Hello FEniCS community, I meet some PETSC error while mpiexec python files in dolfinx/dolfinx docker environment on a 112 core workstation.
For a high DOFs problem, (100x100x100 mesh for this MWE’s variational problem) ,
mesh = BoxMesh(MPI.COMM_WORLD, [np.array([0,0,0]), np.array([1,1,1])], [100, 100, 100])
my code runs fine with mpiexec -n 8 python3 mwe.py
, but crashes for
mpiexec -n 16 python3 mwe.py
, with error:
[11]PETSC ERROR: ------------------------------------------------------------------------
[11]PETSC ERROR: Caught signal number 7 BUS: Bus Error, possibly illegal memory access
[11]PETSC ERROR: Try option -start_in_debugger or -on_error_attach_debugger
[11]PETSC ERROR: or see https://www.mcs.anl.gov/petsc/documentation/faq.html#valgrind
[11]PETSC ERROR: or try http://valgrind.org on GNU/linux and Apple Mac OS X to find memory corruption errors
[11]PETSC ERROR: configure using --with-debugging=yes, recompile, link, and run
[11]PETSC ERROR: to get more information on the crash.

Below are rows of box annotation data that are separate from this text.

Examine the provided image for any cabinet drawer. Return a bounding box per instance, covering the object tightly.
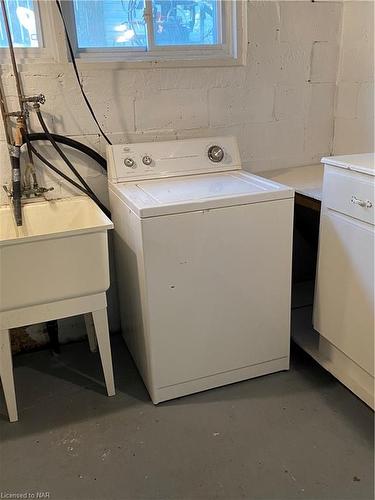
[323,166,375,224]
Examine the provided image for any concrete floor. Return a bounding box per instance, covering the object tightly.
[0,336,374,500]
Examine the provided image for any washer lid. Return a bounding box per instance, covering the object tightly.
[110,170,294,217]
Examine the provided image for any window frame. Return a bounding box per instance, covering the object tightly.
[62,0,247,68]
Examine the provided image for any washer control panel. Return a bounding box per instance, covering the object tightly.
[107,137,241,182]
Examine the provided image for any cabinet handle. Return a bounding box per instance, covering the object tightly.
[350,196,372,208]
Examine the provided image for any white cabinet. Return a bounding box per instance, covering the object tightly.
[313,165,375,407]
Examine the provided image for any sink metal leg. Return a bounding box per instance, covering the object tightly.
[0,330,18,422]
[92,308,115,396]
[83,313,98,352]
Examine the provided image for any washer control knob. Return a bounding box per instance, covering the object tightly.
[142,155,152,166]
[124,158,135,168]
[208,145,224,163]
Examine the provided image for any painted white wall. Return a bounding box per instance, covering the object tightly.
[5,1,373,337]
[334,1,375,154]
[0,1,342,206]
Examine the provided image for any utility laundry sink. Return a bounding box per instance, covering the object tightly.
[0,196,113,311]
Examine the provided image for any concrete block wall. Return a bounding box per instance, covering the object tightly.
[334,1,374,154]
[0,1,343,202]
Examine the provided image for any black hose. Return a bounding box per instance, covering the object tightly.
[27,132,107,171]
[26,136,111,217]
[36,110,103,201]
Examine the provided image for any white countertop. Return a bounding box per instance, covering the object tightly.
[322,153,375,175]
[257,163,324,200]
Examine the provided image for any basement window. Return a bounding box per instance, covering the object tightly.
[62,0,246,64]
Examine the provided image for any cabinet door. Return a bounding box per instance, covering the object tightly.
[314,209,374,375]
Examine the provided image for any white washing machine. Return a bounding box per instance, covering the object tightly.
[108,137,294,403]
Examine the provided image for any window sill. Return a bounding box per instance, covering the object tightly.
[70,54,246,70]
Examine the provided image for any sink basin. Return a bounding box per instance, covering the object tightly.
[0,196,113,311]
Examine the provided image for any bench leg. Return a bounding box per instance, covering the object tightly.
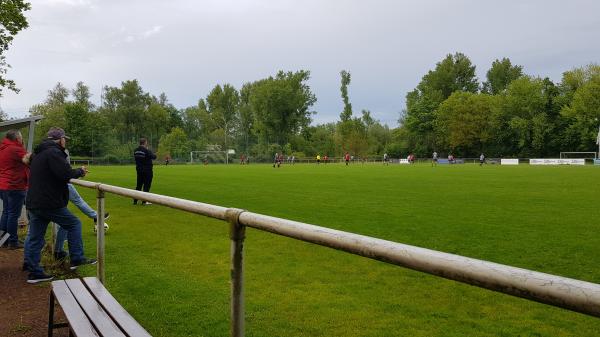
[48,292,54,337]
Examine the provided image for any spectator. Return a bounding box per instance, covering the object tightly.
[24,127,96,283]
[0,130,31,249]
[133,138,156,205]
[54,149,109,260]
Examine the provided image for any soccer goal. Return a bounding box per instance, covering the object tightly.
[560,152,598,159]
[190,151,229,164]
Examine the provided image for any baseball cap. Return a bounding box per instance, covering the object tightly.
[47,127,71,139]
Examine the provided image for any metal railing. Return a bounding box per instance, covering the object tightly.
[71,179,600,337]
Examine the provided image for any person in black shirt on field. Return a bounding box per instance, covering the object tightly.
[133,138,156,205]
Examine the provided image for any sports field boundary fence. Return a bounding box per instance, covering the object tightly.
[71,179,600,337]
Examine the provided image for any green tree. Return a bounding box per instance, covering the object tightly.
[340,70,352,122]
[0,108,8,122]
[436,91,498,156]
[0,0,31,97]
[206,84,240,150]
[501,76,553,156]
[482,58,523,95]
[249,70,317,146]
[158,128,189,158]
[561,65,600,151]
[238,83,255,153]
[402,53,479,155]
[101,80,153,143]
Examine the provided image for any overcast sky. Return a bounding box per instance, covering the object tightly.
[0,0,600,127]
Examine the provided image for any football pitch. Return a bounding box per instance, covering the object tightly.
[74,163,600,336]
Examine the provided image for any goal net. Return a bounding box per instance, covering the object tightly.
[190,151,229,164]
[560,152,598,159]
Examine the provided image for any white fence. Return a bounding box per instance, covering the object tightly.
[71,179,600,337]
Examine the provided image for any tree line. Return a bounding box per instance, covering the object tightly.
[0,53,600,161]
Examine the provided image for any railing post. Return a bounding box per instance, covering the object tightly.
[96,190,104,284]
[225,208,246,337]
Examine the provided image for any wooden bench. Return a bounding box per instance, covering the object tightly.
[48,277,150,337]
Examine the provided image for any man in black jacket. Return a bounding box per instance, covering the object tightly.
[133,138,156,205]
[24,128,96,283]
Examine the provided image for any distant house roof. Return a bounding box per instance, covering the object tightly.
[0,116,43,132]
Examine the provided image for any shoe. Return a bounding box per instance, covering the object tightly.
[94,211,109,223]
[8,242,24,249]
[27,273,54,284]
[69,258,98,270]
[54,251,68,261]
[94,222,108,233]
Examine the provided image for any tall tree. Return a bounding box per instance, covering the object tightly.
[482,58,523,95]
[250,70,317,146]
[561,64,600,151]
[0,0,31,97]
[0,108,8,122]
[206,84,240,150]
[340,70,352,122]
[436,91,498,156]
[403,53,479,155]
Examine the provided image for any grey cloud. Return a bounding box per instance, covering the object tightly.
[0,0,600,126]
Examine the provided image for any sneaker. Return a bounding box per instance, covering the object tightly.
[94,212,110,223]
[94,222,108,233]
[27,273,54,284]
[54,251,68,261]
[69,258,98,270]
[8,242,24,249]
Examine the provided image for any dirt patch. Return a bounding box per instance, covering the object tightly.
[0,248,69,337]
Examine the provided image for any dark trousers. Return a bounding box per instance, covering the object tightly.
[0,190,26,245]
[133,170,153,204]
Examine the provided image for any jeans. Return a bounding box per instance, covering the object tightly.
[54,184,97,252]
[0,190,26,244]
[24,207,85,274]
[133,169,154,204]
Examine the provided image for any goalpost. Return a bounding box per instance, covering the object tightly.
[190,150,235,164]
[560,152,598,159]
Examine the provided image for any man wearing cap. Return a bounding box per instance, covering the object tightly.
[24,127,96,283]
[133,138,156,205]
[0,130,30,249]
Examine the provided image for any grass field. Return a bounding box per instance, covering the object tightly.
[69,164,600,336]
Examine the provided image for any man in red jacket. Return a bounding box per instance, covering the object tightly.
[0,130,30,249]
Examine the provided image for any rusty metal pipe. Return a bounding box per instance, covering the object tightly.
[71,179,600,317]
[239,212,600,317]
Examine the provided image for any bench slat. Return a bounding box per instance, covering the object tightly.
[65,279,125,337]
[83,277,151,337]
[52,280,98,337]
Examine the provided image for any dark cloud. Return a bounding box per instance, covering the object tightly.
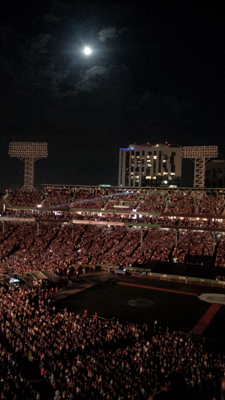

[11]PETSC ERROR: Run with -malloc_debug to check if memory corruption is causing the crash.
application called MPI_Abort(MPI_COMM_WORLD, 59) - process 11
For a small dimensional problem, say
mesh = BoxMesh(MPI.COMM_WORLD, [np.array([0,0,0]), np.array([1,1,1])], [3, 3, 3])
the core number can reach higher than large problem, and mpiexec with up to 22 cores work fine, but fails when
root@43279990c8d7:~/shared/dolfinx# mpiexec -n 23 python3 mwe.py
with error:
[1]PETSC ERROR: ------------------------------------------------------------------------
[1]PETSC ERROR: Caught signal number 11 SEGV: Segmentation Violation, probably memory access out of range
[1]PETSC ERROR: Try option -start_in_debugger or -on_error_attach_debugger
[1]PETSC ERROR: or see https://www.mcs.anl.gov/petsc/documentation/faq.html#valgrind
[1]PETSC ERROR: or try http://valgrind.org on GNU/linux and Apple Mac OS X to find memory corruption errors
[1]PETSC ERROR: configure using --with-debugging=yes, recompile, link, and run
[1]PETSC ERROR: to get more information on the crash.
[1]PETSC ERROR: Run with -malloc_debug to check if memory corruption is causing the crash.
application called MPI_Abort(MPI_COMM_WORLD, 59) - process 1
[10]PETSC ERROR: ------------------------------------------------------------------------
[10]PETSC ERROR: Caught signal number 11 SEGV: Segmentation Violation, probably memory access out of range
[10]PETSC ERROR: Try option -start_in_debugger or -on_error_attach_debugger
[10]PETSC ERROR: or see https://www.mcs.anl.gov/petsc/documentation/faq.html#valgrind
[10]PETSC ERROR: or try http://valgrind.org on GNU/linux and Apple Mac OS X to find memory corruption errors
[10]PETSC ERROR: configure using --with-debugging=yes, recompile, link, and run
[10]PETSC ERROR: to get more information on the crash.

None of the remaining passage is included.